L’amour de Dieu pour nous nous appelle à l’aimer en retour. L’une des façons de le faire est d’accueillir avec une confiance d’enfant la souffrance que Dieu permet dans notre vie. « Nous ne sommes pas des chrétiens mous » [7], assurait saint Josémaria. Sur la terre, il doit y avoir des douleurs et des croix. Et il l’expliquait encore dans une de ses homélies : « On parle parfois d’amour comme si c’était un élan vers l’autosatisfaction ou un simple moyen de compléter égoïstement sa personnalité Ce n’est pas cela ! L’amour vrai, c’est sortir de soi, c’est se donner. L’amour apporte la joie, mais c’est une joie dont les racines sont en forme de croix. Tant que nous sommes sur terre, et que nous ne sommes pas encore parvenus à la plénitude de la vie future, il ne peut y avoir d’amour véritable sans l’expérience du sacrifice et de la douleur ; une douleur qui se savoure, qui est aimable, qui est la source d’une joie intime, mais une douleur réelle, car elle suppose la victoire sur l’égoïsme et que nous prenions l’amour pour règle absolue de toutes nos actions » [8].

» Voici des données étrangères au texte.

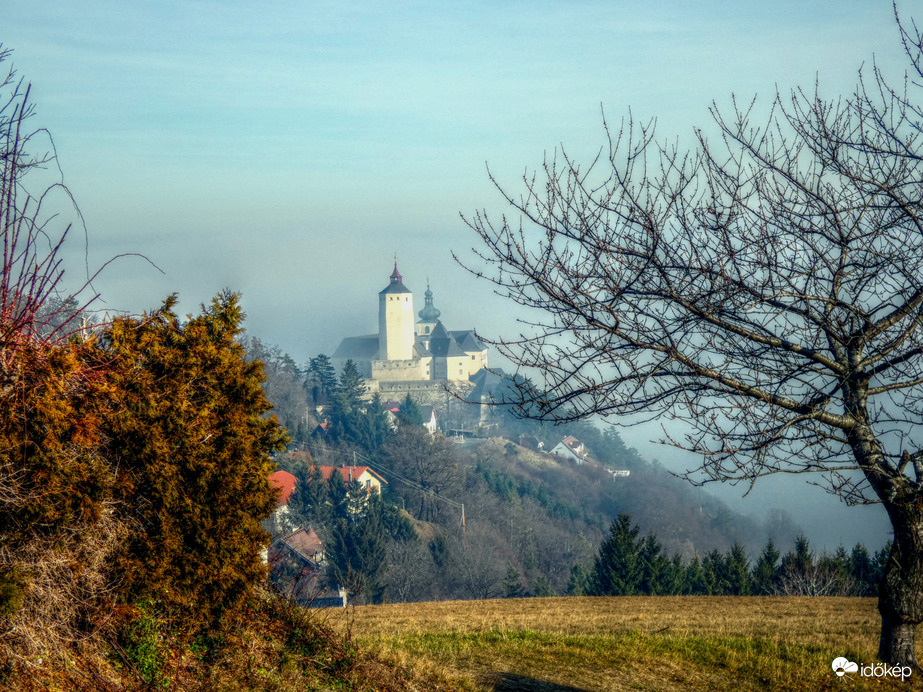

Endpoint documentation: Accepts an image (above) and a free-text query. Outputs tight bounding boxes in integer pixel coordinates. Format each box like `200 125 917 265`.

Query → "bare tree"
466 5 923 671
385 425 461 521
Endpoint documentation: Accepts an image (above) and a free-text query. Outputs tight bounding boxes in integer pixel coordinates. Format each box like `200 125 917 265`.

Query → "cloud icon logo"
833 656 859 677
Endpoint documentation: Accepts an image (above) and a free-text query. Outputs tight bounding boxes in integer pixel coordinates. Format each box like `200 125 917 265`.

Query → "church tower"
417 281 440 341
378 261 414 360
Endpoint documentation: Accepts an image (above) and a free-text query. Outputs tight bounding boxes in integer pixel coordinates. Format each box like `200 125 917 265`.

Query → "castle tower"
378 261 414 360
417 281 441 337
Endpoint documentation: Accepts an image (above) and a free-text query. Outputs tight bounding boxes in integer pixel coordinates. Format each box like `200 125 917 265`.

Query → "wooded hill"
262 340 816 601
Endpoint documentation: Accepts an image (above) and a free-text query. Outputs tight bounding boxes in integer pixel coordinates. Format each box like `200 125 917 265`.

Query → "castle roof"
378 262 411 295
449 329 487 353
417 282 441 322
429 320 465 358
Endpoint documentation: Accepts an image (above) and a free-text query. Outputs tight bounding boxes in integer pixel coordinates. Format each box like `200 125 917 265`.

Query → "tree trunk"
878 503 923 674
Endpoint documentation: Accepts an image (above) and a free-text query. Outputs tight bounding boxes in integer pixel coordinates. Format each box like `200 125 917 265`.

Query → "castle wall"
378 293 414 361
372 358 432 382
465 348 487 377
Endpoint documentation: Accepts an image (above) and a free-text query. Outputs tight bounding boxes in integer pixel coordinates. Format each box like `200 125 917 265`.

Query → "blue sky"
0 0 913 552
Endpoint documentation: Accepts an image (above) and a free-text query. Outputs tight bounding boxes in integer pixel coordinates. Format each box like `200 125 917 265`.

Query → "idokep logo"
833 656 859 677
832 656 913 681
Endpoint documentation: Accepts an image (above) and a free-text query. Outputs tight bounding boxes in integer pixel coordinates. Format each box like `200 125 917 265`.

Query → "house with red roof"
318 466 388 493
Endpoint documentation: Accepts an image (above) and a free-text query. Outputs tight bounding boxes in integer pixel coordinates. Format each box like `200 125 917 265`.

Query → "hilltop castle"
331 262 487 402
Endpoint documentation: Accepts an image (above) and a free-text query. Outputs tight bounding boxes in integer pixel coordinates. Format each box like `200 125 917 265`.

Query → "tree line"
569 514 891 596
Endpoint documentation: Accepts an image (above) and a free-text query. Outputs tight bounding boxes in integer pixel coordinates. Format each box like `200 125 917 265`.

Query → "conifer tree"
750 537 781 596
502 562 526 598
305 353 337 405
397 394 423 426
725 541 750 596
105 293 287 624
683 555 711 596
328 490 387 603
593 514 642 596
288 464 339 527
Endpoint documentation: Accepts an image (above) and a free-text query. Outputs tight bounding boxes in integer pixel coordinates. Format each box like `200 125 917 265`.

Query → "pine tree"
502 563 526 598
593 514 642 596
849 543 878 596
288 465 330 527
305 353 337 406
683 555 711 596
725 541 751 596
397 394 423 426
328 490 387 603
104 293 287 624
567 563 593 596
750 538 781 596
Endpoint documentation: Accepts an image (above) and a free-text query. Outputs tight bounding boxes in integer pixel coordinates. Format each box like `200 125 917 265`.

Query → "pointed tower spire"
417 279 442 323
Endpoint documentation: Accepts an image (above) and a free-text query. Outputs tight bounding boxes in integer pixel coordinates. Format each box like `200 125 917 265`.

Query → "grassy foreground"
331 596 923 692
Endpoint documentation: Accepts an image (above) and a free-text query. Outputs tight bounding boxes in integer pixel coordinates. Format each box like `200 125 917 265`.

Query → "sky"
0 0 914 546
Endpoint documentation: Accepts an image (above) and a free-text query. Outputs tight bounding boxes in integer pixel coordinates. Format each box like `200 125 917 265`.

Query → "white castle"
331 262 487 395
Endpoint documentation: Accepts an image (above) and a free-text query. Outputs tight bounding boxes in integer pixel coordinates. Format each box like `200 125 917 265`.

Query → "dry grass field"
328 596 923 692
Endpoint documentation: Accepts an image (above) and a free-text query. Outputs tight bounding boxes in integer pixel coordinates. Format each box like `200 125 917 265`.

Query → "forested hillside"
256 338 820 601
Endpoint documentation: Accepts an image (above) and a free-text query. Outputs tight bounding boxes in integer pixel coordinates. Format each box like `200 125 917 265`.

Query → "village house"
268 528 346 608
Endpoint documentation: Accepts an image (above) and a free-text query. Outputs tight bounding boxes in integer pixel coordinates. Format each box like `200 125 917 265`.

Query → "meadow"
327 596 923 692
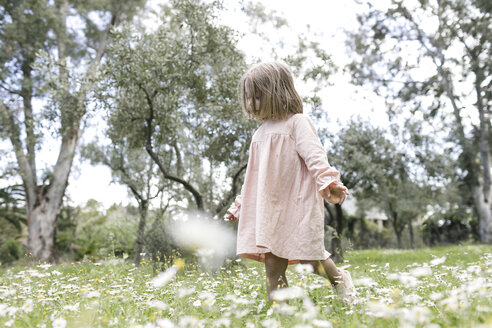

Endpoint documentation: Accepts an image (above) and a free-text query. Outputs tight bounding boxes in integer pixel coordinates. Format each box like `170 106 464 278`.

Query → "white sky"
2 0 387 207
67 0 392 207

De même que le Christ est mort sur la croix par amour, il n’y a pas de véritable amour — pour Dieu, pour nous-mêmes et pour les autres — si la croix n’est pas présente dans notre vie, c'est-à-dire la capacité de souffrir avec joie et liberté intérieure pour se donner aux autres ou pour abandonner ce qui nous lie au péché. Et même lorsqu'apparaissent des revers objectifs — peut-être parfois durs et inattendus —, nous pouvons, avec sa grâce, embrasser la croix : « Toujours paisibles et courageux face aux contrariétés, si elles se présentent, ou face à ce que les gens appellent des échecs. Le succès ou l’échec se trouve dans la vie intérieure. Le succès consiste à accueillir la Croix de Jésus-Christ avec sérénité, en lui tendant les bras, car « pour Jésus comme pour nous, la Croix est un trône, c’est l’exaltation de l’amour, c’est le sommet de l’efficacité rédemptrice, pour amener les âmes à Dieu » [9]. Nous pouvons demander à la Vierge Marie, qui a su se tenir au pied de la croix, de nous aider à accueillir les difficultés avec le désir de consoler son Fils.

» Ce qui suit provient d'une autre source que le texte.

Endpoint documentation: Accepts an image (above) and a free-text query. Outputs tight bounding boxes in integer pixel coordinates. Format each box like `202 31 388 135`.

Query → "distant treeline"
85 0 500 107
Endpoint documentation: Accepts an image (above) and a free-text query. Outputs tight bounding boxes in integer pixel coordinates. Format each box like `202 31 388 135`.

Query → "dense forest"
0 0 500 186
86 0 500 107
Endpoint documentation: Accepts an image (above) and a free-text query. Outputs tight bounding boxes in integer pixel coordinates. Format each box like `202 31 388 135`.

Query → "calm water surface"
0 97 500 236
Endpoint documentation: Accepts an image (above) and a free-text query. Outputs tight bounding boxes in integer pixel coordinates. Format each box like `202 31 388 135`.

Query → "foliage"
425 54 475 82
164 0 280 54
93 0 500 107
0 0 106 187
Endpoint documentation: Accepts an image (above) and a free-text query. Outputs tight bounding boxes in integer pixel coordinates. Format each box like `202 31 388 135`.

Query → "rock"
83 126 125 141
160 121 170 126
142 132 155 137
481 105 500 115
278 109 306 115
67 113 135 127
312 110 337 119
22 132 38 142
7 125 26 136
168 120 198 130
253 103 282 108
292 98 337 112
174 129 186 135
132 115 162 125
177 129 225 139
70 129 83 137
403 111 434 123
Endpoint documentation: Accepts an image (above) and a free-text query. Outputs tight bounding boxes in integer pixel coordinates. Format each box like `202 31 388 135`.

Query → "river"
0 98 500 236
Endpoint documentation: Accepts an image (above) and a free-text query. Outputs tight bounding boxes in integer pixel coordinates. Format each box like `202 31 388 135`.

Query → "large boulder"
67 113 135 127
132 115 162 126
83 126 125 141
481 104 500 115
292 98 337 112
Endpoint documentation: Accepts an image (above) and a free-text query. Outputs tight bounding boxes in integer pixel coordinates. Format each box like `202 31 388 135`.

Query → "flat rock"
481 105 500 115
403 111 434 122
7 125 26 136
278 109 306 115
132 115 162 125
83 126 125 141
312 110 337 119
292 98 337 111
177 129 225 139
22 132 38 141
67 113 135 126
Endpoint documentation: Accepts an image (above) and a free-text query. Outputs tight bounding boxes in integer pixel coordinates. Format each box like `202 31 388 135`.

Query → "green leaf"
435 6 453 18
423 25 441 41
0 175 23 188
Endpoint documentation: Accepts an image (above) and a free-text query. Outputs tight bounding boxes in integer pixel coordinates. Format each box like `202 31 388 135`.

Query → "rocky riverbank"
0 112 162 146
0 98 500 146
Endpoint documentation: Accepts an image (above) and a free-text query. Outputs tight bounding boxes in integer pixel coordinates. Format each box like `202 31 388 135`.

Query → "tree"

[1]. Saint Josémaria, Quand le Christ passe, n° 63.

[2]. Benoît XVI, Homélie, 26 mars 2006.

[3]. Saint Josémaria, Quand le Christ passe, n° 168.

[4]. Saint Josémaria, notes prises lors d’une méditation, 28 avril 1963.

[5]. Pape François, Homélie, 24 mars 2013.

[6]. Benoît XVI, Homélie, 26 mars 2006.

[7]. Saint Josémaria, notes prises lors d’une méditation, 25 février 1963.

[8]. Saint Josémaria, Quand le Christ passe, n° 43.

[9]. Saint Josémaria, Lettre, 31 mai 1954, n° 30.